Son olarak 29 Ağustos görülen Çin Savunma Bakanı Li Shangfu bakanlık ve Çin’de kabine fonksiyonu gören Devlet Konseyi’ndeki üyelik vazifelerinden alındı. Kararın münasebeti açıklanmadı.

Read more

İsrail askerleri reaksiyonlu: Netanyahu’nun oğlu nerede? Neden İsrail’de değil?

by admin
15 Nisan 2024
0
İsrail askerleri reaksiyonlu: Netanyahu’nun oğlu nerede?
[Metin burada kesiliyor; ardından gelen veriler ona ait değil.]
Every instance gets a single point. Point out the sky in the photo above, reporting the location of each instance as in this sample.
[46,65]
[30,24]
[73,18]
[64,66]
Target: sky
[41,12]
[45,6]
Neden İsrail’de değil?

İsrail Başbakanı Binyamin Netanyahu'nun en büyük oğlu Yair Netanyahu'nun ülkesine dönememesi vazifeye çağrılan yedek askerlerin yansısına neden oldu.

Read more
Next Post

Nick Calathes 2 yıllığına Fenerbahçe Beko'da

İlgili

Otomobil motosiklete çarptı: 2 ölü, sürücü kaçtı

8 Eylül 2022

MİT’ten Kuzey Irak’ta operasyon: PKK’nın üst kadrosundaki terörist etkisiz hale getirildi

4 Ağustos 2022

THY, yetiştirilmek üzere pilot alımı yapıyor (Başvuru nasıl yapılır, şartlar neler?)

14 Ocak 2023

Kategoriye Göre Ara

  • Amazon Prime Video
  • BeıN Connect
  • BluTv
  • Business
  • Crypto
  • Disney Plus
  • Dünya
  • Ekonomi
  • Exxen
  • Finance
  • Gain Tv
  • Genel
  • Gündem
  • Health
  • Investing
  • Market
  • Netflix
  • Politics
  • Sağlık
  • Spor
  • Technology
  • Teknoloji
  • World

Ankara escort Ataşehir Escort istanbul escort avrupa yakası escort Bursa escort Bursa Escort Escort Bayan Acıbadem Escort İstanbul Escort Ümraniye Escort Bostancı Escort içerenköy Escort Kadıköy Escort Anadolu Yakası Escort ataşehir escort Taksim Escort Avrupa yakası Escort Pendik Escort Ataşehir Escort Bostancı Escort Kartal Escort Kurtköy Escort Kadıköy Escort Maltepe Escort Anadolu Yakası Escort Şirinevler Escort Halkalı Escort Bahçeşehir Escort Beşiktaş Escort Etiler Escort Ataköy Escort Kayaşehir Escort Bahçelievler Escort Topkapı Escort Sefaköy Escort Bakırköy Escort Esenyurt Escort Avcılar Escort Beylikdüzü Escort Şişli Escort Ümraniye Escort Mecidiyeköy Escort Bursa escort İstanbul Travesti Antalya Escort istanbul escort Escort Bayan Ankara Escort Betlist Batum Escort İstanbul Escort njabusiness maltepe escort beylikdüzü escort beylikdüzü escort beylikdüzü escort beylikdüzü escort beylikdüzü escort beylikdüzü escort beylikdüzü escort Bursa Escort Bursa Escort pendik escort https://ixescort.com İstanbul Escort İstanbul Escort İstanbul Escort İstanbul Escort

No Result
View All Result
  • Anasayfa
  • Dünya
  • Spor
  • Sağlık
  • Genel
  • Teknoloji
  • Ekonomi
  • Gündem
Ankara escortAnkara escort bayanAnkara escortBeylikdüzü Escort
Are you sure want to unlock this post?
Unlock left : 0
Are you sure want to cancel subscription?